Thanks for pointing this out. It will be interesting to hear what excuse thw Mythmakers who created the so-called "Tort Reforms" will come up with for their next excuse--too many accountants?

Texmed

Figures don't lie, but liars can sure have their fun with figures. Any time you see something that says "always" or "never," it's time to look closer.

Of course Texas is suffering from a physician shortage. It is caused by many things, most significantly our booming population. No, our 2003 liability reforms didn't solve that problem. No one ever said that tort reform was the "only" solution. But it is definitely a significant one. Think how much worse off we would be.

Here are some facts (source: http://www.tmb.state.tx.us)

The Texas Medical Board (TMB) finished the fiscal year having received a record 4,128 new physician applications. Last year’s total of 4,094 was the previous record. This marks the fifth successive year that new physician applications have exceeded 4,000 and continues to dwarf the prereform numbers (pre-2003). TMB licensed 3,523 new doctors this year; that’s 12 percent more than last year and just 98 short of the state’s all-time record of 3,621.

Alex Winslow

Where are those doctors practicing, Texmed? What populations are they serving?

The facts are plain and simple. Despite the increases in applications to the Texas Medical Board, rural and under-served areas of Texas continue to fall behind. Doctors are choosing not to serve these populations for a variety of reasons that have nothing to do with medical liability. Inadequate reimbursement rates for indigent care, access to facilities, where they are trained, and crushing medical school debt all come to mind as factors that are more likely to effect where a doctor chooses to practice.

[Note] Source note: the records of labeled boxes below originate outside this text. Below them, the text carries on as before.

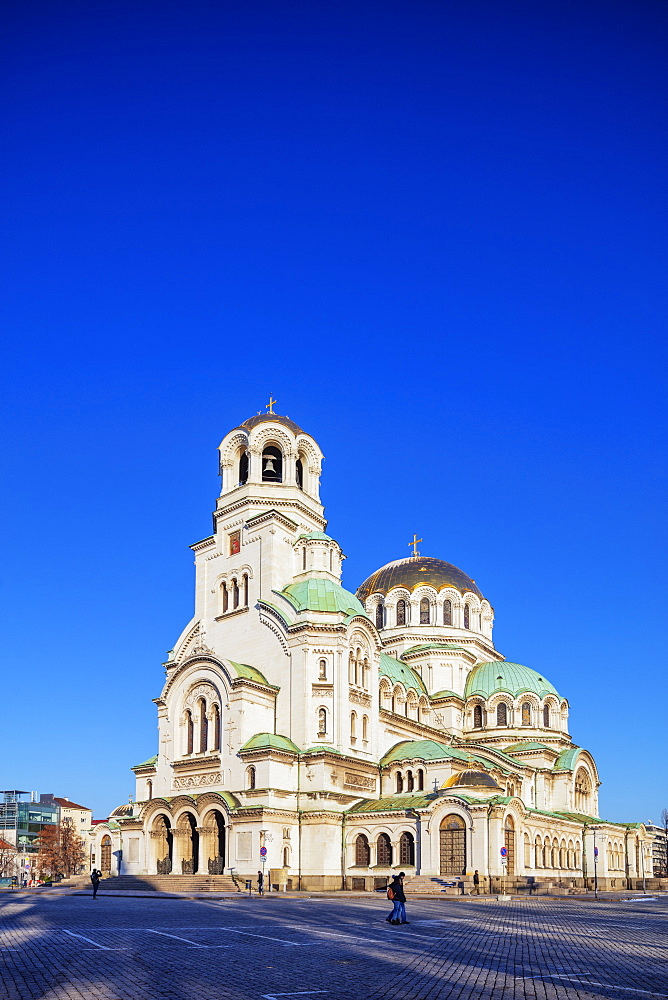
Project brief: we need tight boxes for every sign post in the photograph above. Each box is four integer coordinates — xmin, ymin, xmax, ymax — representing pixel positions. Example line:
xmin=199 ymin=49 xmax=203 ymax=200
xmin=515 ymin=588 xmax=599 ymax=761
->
xmin=497 ymin=847 xmax=510 ymax=902
xmin=260 ymin=847 xmax=271 ymax=892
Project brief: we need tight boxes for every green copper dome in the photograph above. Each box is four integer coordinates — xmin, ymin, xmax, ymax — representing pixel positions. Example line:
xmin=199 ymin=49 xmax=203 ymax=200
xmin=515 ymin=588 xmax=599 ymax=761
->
xmin=281 ymin=579 xmax=368 ymax=618
xmin=464 ymin=660 xmax=559 ymax=698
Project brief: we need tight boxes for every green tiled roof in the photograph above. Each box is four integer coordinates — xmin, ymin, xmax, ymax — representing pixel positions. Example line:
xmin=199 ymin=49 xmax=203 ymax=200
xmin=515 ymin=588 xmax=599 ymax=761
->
xmin=465 ymin=660 xmax=559 ymax=698
xmin=380 ymin=653 xmax=427 ymax=694
xmin=227 ymin=660 xmax=279 ymax=691
xmin=241 ymin=733 xmax=301 ymax=753
xmin=505 ymin=740 xmax=552 ymax=753
xmin=401 ymin=642 xmax=468 ymax=656
xmin=553 ymin=747 xmax=582 ymax=771
xmin=274 ymin=578 xmax=368 ymax=618
xmin=130 ymin=753 xmax=158 ymax=771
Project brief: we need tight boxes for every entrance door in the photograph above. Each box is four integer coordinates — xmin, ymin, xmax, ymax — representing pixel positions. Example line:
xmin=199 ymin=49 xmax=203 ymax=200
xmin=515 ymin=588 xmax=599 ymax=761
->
xmin=503 ymin=824 xmax=515 ymax=875
xmin=439 ymin=813 xmax=466 ymax=875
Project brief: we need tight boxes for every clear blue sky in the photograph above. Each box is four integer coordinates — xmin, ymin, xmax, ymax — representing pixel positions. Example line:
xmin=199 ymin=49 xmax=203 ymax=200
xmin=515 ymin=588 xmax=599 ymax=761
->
xmin=0 ymin=0 xmax=668 ymax=820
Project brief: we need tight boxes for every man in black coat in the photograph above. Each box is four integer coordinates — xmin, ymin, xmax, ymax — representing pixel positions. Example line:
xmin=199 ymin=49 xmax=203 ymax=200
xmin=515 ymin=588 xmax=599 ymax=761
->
xmin=385 ymin=872 xmax=410 ymax=926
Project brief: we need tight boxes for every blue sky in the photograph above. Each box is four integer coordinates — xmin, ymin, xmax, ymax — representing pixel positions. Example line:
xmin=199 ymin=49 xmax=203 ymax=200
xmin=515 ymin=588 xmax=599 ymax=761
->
xmin=0 ymin=0 xmax=668 ymax=820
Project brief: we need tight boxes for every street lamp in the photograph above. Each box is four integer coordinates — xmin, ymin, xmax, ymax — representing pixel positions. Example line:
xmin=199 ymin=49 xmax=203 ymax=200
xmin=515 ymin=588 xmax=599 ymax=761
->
xmin=589 ymin=826 xmax=601 ymax=899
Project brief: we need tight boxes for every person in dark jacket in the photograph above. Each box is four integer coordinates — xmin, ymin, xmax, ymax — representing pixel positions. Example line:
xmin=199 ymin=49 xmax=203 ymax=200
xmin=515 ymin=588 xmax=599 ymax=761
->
xmin=90 ymin=868 xmax=102 ymax=899
xmin=385 ymin=872 xmax=410 ymax=926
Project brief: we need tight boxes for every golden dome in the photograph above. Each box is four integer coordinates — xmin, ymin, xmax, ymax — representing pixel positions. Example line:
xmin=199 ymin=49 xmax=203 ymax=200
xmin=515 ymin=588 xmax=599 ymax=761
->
xmin=357 ymin=556 xmax=482 ymax=602
xmin=441 ymin=768 xmax=501 ymax=792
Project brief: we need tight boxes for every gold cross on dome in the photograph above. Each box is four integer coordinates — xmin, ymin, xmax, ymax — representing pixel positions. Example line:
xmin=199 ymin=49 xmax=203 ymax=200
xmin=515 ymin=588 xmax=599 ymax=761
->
xmin=408 ymin=532 xmax=422 ymax=556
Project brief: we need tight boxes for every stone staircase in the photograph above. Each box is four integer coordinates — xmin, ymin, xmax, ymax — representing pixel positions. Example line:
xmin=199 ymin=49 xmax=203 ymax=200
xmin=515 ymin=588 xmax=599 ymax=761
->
xmin=404 ymin=875 xmax=470 ymax=896
xmin=98 ymin=875 xmax=245 ymax=892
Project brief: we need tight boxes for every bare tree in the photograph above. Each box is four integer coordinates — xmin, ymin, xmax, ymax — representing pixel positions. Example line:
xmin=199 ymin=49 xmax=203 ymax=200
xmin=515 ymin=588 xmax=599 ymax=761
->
xmin=37 ymin=818 xmax=86 ymax=878
xmin=661 ymin=809 xmax=668 ymax=877
xmin=0 ymin=840 xmax=18 ymax=878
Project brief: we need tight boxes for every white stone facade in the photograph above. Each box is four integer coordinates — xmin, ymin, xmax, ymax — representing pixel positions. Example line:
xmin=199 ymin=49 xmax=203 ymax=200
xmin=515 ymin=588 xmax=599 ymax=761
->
xmin=91 ymin=415 xmax=647 ymax=888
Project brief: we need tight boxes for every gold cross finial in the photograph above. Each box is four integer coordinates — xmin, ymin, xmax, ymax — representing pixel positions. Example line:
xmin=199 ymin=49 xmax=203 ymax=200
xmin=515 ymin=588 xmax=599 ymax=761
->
xmin=408 ymin=532 xmax=422 ymax=556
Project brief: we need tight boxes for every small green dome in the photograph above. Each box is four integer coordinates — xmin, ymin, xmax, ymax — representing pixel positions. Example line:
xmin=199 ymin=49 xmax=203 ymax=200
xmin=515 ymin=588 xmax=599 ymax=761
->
xmin=281 ymin=578 xmax=368 ymax=618
xmin=464 ymin=660 xmax=559 ymax=698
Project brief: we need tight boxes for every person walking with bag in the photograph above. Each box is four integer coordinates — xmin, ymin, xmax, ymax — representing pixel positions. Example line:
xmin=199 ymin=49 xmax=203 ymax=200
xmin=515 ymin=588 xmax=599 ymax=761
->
xmin=385 ymin=872 xmax=410 ymax=927
xmin=90 ymin=868 xmax=102 ymax=899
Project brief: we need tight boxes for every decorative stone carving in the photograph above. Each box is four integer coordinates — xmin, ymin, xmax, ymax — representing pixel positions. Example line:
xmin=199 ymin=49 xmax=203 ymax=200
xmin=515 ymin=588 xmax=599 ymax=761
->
xmin=343 ymin=771 xmax=376 ymax=792
xmin=174 ymin=771 xmax=223 ymax=791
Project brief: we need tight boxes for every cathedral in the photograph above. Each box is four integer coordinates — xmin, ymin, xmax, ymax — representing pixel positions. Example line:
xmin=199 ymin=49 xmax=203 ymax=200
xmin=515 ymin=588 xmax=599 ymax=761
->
xmin=91 ymin=401 xmax=648 ymax=891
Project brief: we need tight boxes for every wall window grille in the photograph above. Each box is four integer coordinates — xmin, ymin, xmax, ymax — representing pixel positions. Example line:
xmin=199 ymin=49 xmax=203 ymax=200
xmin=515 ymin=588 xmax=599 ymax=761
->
xmin=376 ymin=833 xmax=392 ymax=865
xmin=355 ymin=833 xmax=371 ymax=868
xmin=399 ymin=833 xmax=415 ymax=865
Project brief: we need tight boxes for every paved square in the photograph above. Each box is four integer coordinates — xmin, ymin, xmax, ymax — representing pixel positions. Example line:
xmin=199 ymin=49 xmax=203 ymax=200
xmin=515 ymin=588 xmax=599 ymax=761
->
xmin=0 ymin=893 xmax=668 ymax=1000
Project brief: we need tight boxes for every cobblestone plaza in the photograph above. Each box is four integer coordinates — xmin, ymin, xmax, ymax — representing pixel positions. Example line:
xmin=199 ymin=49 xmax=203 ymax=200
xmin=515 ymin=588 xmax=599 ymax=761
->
xmin=0 ymin=892 xmax=668 ymax=1000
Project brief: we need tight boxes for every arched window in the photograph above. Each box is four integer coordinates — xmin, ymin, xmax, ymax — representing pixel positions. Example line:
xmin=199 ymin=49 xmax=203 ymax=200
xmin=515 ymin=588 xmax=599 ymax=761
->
xmin=239 ymin=451 xmax=248 ymax=486
xmin=399 ymin=833 xmax=415 ymax=865
xmin=376 ymin=833 xmax=392 ymax=865
xmin=262 ymin=445 xmax=283 ymax=483
xmin=213 ymin=705 xmax=220 ymax=750
xmin=199 ymin=698 xmax=209 ymax=753
xmin=439 ymin=813 xmax=466 ymax=875
xmin=186 ymin=711 xmax=195 ymax=753
xmin=355 ymin=833 xmax=371 ymax=868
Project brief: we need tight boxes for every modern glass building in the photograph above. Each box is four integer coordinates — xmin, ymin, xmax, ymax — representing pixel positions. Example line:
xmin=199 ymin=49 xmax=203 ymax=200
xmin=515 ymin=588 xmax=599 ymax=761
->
xmin=0 ymin=789 xmax=59 ymax=854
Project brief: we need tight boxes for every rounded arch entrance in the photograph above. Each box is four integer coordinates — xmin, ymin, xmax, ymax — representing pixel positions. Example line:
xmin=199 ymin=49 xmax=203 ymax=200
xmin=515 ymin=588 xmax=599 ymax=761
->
xmin=151 ymin=813 xmax=174 ymax=875
xmin=174 ymin=812 xmax=199 ymax=875
xmin=201 ymin=809 xmax=227 ymax=875
xmin=439 ymin=813 xmax=466 ymax=875
xmin=503 ymin=815 xmax=515 ymax=875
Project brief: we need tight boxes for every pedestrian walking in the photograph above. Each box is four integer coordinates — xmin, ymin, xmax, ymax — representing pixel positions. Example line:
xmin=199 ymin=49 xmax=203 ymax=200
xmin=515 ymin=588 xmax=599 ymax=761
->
xmin=385 ymin=872 xmax=410 ymax=926
xmin=90 ymin=868 xmax=102 ymax=899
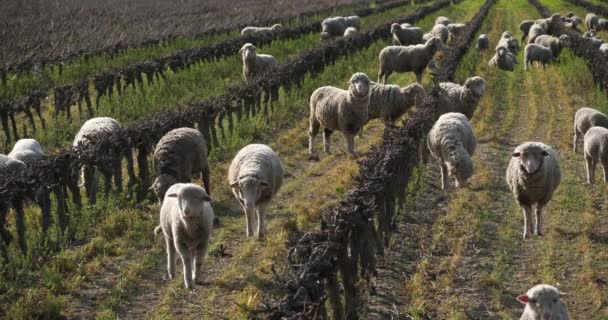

We need to be honest about this issue. So-called tort "reform" was never about improving patient access, lowering costs, or making patients safer. It was about protecting insurance companies.

If you are serious about improving health care in Texas, quit pretending that limiting patient rights has anything to do with it. Instead, let's address the core problems of costs, access, and quality with real solutions that will make the health care system better for patients and doctors.

A better way to protect patients would be to crack down on the few bad doctors that commit most of the malpractice. Let's root them out and kick them to the curb. Instead, we have a white-coat curtain that arbitrarily shields all doctors - good and bad - from responsibility.